The European Championship kicks off in Poland 's capital against a backdrop of political intrigue, worry over co-hosts Ukraine , and the promise of some genuinely thrilling soccer.

Poland faces Greece in the opener at the newly rebuilt National Stadium. Just three years ago, the stadium was a broken-down, weed-choked area on the bank of the Vistula River. It served as an outdoor flea market, selling pirated CDs and pantyhose; a visible symbol of the doubts many had about Eastern Europe hosting a competition of this magnitude.

Today, it is a gleaming red and white edifice, the river is teeming with cyclists and open-air cafes and seating, and it is now a clear display of the quiet confidence Poland has in both their nation and their team.

The same cannot be said of co-hosts Ukraine, who will join the party Saturday with two big games. They have been bedeviled this week with political protests at the Fan Zones, snubs from European politicians, and real worries over mayhem due their sagging infrastructure.

But right now, the focus is rightly on Warsaw. The irony of the opener is that this nation has a tendency to see the glass as half-empty -- many here are already worried about waking up on Saturday smarting from a loss. But on paper, the Poles have the tools to get out of the group stage and they should be able to handle the Greeks.

Poland has four players who can get the job done: Arsenal keeper Wojciech Szczesny is a proven big-game player, a man who shook off the disappointment of tossing away a Carling Cup final and became the rock that the Gunners clung to last year. The Borussia Dortmund trio of Jakub "Kuba" Blaszczykowski, Lukasz Piszczek and striker Robert Lewandowski means that the Biale Orly (The White Eagles) have both a solid spine and can score.

Lewandowski, in particular, is a special player: he sunk 22 for the Bundesliga champs last season and seems to have eyes in the back of his head. At free gallop, he has to be fouled, or he will score.

The Greeks, on the other hand, look muscular, showing a sharpness this week that belied their reputation for dogged defending. The keys for them are the enigmatic Fanis Gekas and Celtic striker Georgios Samaras. Both men have to score goals because even the rock-solid Vasilis Torossidis can't kick everything away.

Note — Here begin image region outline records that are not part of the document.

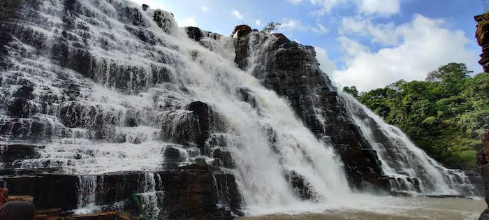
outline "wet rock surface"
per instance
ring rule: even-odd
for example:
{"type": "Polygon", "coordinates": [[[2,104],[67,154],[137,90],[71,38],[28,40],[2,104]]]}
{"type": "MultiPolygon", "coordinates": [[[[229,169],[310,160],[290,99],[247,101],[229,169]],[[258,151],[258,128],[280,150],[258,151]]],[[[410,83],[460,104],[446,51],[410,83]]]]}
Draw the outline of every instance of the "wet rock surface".
{"type": "Polygon", "coordinates": [[[479,63],[484,72],[489,72],[489,15],[485,13],[474,17],[477,22],[476,38],[479,46],[482,47],[482,54],[479,63]]]}
{"type": "Polygon", "coordinates": [[[83,203],[94,203],[102,205],[105,212],[122,208],[138,215],[133,198],[136,196],[146,203],[145,205],[156,203],[155,205],[161,208],[156,213],[147,210],[154,219],[232,219],[231,212],[241,214],[242,203],[234,177],[207,165],[155,173],[117,172],[97,175],[38,173],[3,176],[3,179],[10,195],[33,196],[38,209],[59,207],[69,211],[82,206],[83,203]],[[90,179],[93,182],[87,182],[90,179]],[[159,193],[164,196],[156,196],[159,193]],[[154,200],[148,195],[154,196],[154,200]],[[227,208],[217,206],[218,203],[226,204],[227,208]],[[111,206],[114,204],[119,204],[118,207],[111,206]]]}
{"type": "Polygon", "coordinates": [[[244,70],[249,66],[250,47],[264,47],[258,54],[261,62],[254,75],[265,87],[286,97],[316,137],[335,147],[353,187],[363,189],[363,182],[369,182],[376,187],[388,189],[377,153],[347,115],[337,89],[319,69],[314,47],[291,41],[281,34],[272,36],[275,38],[268,45],[261,41],[267,41],[266,37],[257,38],[258,33],[238,36],[235,59],[238,66],[244,70]],[[250,42],[257,45],[250,45],[250,42]]]}
{"type": "MultiPolygon", "coordinates": [[[[489,132],[485,133],[482,137],[483,148],[477,154],[476,161],[480,167],[480,174],[482,176],[485,189],[486,203],[489,207],[489,132]]],[[[480,219],[489,219],[489,208],[486,209],[481,215],[480,219]]]]}

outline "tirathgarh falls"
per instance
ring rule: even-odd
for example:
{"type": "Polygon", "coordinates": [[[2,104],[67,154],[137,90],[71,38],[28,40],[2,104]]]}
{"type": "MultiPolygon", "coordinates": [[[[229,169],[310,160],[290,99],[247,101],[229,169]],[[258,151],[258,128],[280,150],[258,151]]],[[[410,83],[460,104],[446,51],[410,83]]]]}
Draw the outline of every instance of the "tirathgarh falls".
{"type": "MultiPolygon", "coordinates": [[[[178,27],[129,0],[6,2],[0,183],[39,219],[375,219],[429,199],[482,204],[462,219],[485,208],[489,134],[483,177],[447,168],[335,87],[313,47],[247,25],[178,27]]],[[[476,19],[487,71],[489,16],[476,19]]]]}

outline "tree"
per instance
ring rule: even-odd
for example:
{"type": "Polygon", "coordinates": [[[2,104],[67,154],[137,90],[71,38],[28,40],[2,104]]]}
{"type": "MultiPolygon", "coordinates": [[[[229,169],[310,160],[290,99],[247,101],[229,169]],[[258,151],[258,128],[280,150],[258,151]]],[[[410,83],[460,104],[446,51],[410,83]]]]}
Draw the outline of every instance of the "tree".
{"type": "Polygon", "coordinates": [[[462,79],[469,77],[472,73],[467,69],[465,64],[450,63],[439,67],[436,71],[428,73],[425,81],[439,82],[450,77],[462,79]]]}
{"type": "Polygon", "coordinates": [[[343,91],[353,96],[355,98],[358,98],[358,90],[356,89],[356,86],[351,86],[351,87],[343,87],[343,91]]]}
{"type": "Polygon", "coordinates": [[[400,80],[358,99],[446,166],[475,169],[480,135],[489,129],[489,73],[472,75],[450,63],[425,81],[400,80]]]}
{"type": "Polygon", "coordinates": [[[270,33],[270,32],[277,29],[279,28],[279,26],[280,26],[280,25],[282,25],[282,24],[280,24],[279,22],[270,22],[270,23],[268,23],[268,24],[267,24],[267,26],[263,27],[263,29],[262,30],[262,31],[263,31],[265,33],[270,33]]]}

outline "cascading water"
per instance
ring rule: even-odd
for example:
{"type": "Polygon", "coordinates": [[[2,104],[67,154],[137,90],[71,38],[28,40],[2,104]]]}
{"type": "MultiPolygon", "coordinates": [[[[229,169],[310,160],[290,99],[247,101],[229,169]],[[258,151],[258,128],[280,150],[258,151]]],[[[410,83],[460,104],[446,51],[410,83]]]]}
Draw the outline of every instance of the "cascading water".
{"type": "MultiPolygon", "coordinates": [[[[2,96],[31,110],[13,117],[13,105],[3,103],[1,140],[45,146],[39,159],[24,160],[22,168],[61,168],[75,175],[156,171],[164,168],[162,154],[169,147],[187,152],[180,163],[209,156],[196,155],[195,145],[180,141],[198,138],[188,126],[196,120],[188,108],[201,101],[221,123],[210,132],[232,140],[226,147],[235,168],[228,172],[248,207],[302,203],[286,177],[291,173],[307,183],[315,200],[351,193],[330,146],[316,140],[284,100],[230,60],[231,38],[205,36],[210,50],[177,29],[166,12],[143,11],[124,0],[66,4],[42,1],[22,9],[29,20],[10,24],[15,34],[6,57],[10,64],[2,71],[2,96]],[[63,9],[70,7],[78,14],[63,9]],[[153,21],[158,16],[159,23],[153,21]],[[22,85],[33,88],[32,97],[13,94],[22,85]],[[243,101],[242,91],[252,103],[243,101]]],[[[94,184],[88,180],[80,182],[82,189],[94,184]]],[[[153,186],[147,189],[154,192],[153,186]]],[[[80,204],[88,205],[91,196],[80,204]]]]}
{"type": "Polygon", "coordinates": [[[418,148],[397,127],[388,124],[352,96],[341,93],[347,110],[377,152],[382,169],[399,191],[426,194],[477,196],[474,185],[460,170],[450,170],[418,148]],[[416,183],[417,179],[419,182],[416,183]],[[416,189],[416,184],[419,190],[416,189]]]}
{"type": "MultiPolygon", "coordinates": [[[[330,83],[317,65],[307,68],[317,76],[318,87],[300,88],[314,94],[314,98],[301,101],[312,106],[311,122],[319,122],[314,129],[297,117],[299,104],[261,84],[268,71],[263,50],[275,36],[252,34],[249,56],[239,66],[243,71],[233,60],[235,38],[194,29],[196,42],[177,27],[170,13],[143,10],[129,0],[39,1],[18,10],[22,17],[1,27],[11,38],[3,45],[6,53],[0,50],[0,141],[45,147],[33,147],[39,156],[2,161],[2,166],[79,175],[78,213],[113,210],[105,205],[114,201],[99,194],[115,197],[110,197],[116,200],[113,205],[121,205],[119,198],[108,195],[113,193],[110,184],[117,184],[124,193],[137,196],[153,219],[161,219],[166,214],[161,198],[168,196],[161,175],[194,163],[212,164],[222,172],[211,171],[212,180],[205,182],[217,189],[217,203],[241,203],[229,196],[231,185],[237,184],[244,209],[252,214],[310,211],[318,205],[322,210],[325,205],[366,208],[356,203],[373,198],[352,193],[344,170],[356,170],[344,166],[329,136],[318,135],[334,129],[326,123],[335,117],[326,112],[340,108],[324,107],[335,102],[335,91],[325,86],[330,83]],[[130,170],[144,173],[119,172],[130,170]],[[126,177],[138,184],[128,186],[126,177]]],[[[305,80],[305,75],[298,79],[305,80]]],[[[356,103],[346,98],[363,135],[377,143],[356,116],[360,114],[353,110],[356,103]]],[[[399,131],[386,131],[388,140],[410,143],[399,131]]],[[[355,135],[348,132],[336,138],[355,135]]],[[[412,144],[403,146],[418,154],[412,144]]],[[[381,160],[402,155],[378,151],[381,160]]],[[[395,177],[419,178],[423,192],[458,190],[446,186],[456,181],[438,179],[446,176],[441,172],[454,171],[423,155],[416,156],[431,167],[402,162],[384,163],[383,168],[395,177]],[[413,171],[420,167],[437,180],[425,180],[428,175],[413,171]],[[439,182],[444,184],[441,188],[436,186],[439,182]]],[[[369,161],[365,166],[377,164],[374,157],[369,161]]]]}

As we kick off, there is a bit of history to contend with that folks in Poland are well aware of. Despite the weakness of this group - and the odds are on that the hosts can get out of it - the last time the Greeks featured in an opener was in 2004. They memorably upset hosts Portugal in that game, then went on to repeat the feat in the finals.

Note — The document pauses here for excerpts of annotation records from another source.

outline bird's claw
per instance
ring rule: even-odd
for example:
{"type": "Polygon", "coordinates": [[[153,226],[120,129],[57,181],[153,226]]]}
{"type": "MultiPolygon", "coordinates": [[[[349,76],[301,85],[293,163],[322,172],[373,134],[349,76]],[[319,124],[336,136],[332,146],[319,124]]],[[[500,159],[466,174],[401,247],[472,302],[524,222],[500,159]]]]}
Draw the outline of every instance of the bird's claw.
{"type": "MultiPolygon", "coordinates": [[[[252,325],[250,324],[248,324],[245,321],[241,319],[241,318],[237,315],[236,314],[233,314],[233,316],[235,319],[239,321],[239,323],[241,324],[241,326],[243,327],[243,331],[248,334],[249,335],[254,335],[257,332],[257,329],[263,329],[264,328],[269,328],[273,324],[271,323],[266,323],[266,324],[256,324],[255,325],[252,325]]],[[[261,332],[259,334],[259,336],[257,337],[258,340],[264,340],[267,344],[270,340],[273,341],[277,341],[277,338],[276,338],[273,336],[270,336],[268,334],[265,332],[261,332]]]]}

The Poles can take comfort knowing they have defeated the Greeks ten out of their past 15 games - but they've never played them in a game of this magnitude.

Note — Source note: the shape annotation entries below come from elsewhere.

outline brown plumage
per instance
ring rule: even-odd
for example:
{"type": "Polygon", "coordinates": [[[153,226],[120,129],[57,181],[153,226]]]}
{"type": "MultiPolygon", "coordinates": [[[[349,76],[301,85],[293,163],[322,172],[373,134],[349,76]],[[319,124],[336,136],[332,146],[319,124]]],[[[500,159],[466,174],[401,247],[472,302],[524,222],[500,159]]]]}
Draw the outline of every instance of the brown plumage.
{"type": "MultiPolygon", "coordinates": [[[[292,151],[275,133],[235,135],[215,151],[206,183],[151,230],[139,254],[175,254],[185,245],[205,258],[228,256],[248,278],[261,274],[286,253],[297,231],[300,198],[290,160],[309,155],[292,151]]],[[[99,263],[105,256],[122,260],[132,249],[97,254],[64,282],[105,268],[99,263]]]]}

The nightcap in Wroclaw pits a dark-horse Russia side against a tricky Czech Republic side in what might be the day's most attractive match.

Russia has a fully-fit team to call from with loads of talent top to bottom. Arsenal striker Andrey Arshavin, who was loaned to Zenit this winter in an effort to get him back up to snuff, has a lot to prove, as does one time Spurs hit-man Roman Pavlyuchenko. The key men may well be Pavel Pogrebnyak, who lit it up for Fulham, and keeper Igor Akinfeev, one of the world's most underrated net-minders. Keep an eye on Roman Shirkov as well: the crafty midfielder is sleek and deadly when he's on his game.

The Czechs have experience in Milan Baros and Tomas Rosicky, and a genuine world-class keeper in Petr Cech. After that, well, things decline. Tomas Necid has been erratic up top and Jaroslav Plasil is likely to be made the water-carrier, despite being one of the Czech's more potent creators. Defender Michal Kadlec, however, is class: the Leverkusen defender works well at both ends of the field and will be a key man to start the counter-attack.

Saturday sees the big guns take the stage as Holland face Denmark in Kharkiv, Ukraine while Germany and Portugal meet in the first major clash of the Euros at Lviv in the late game.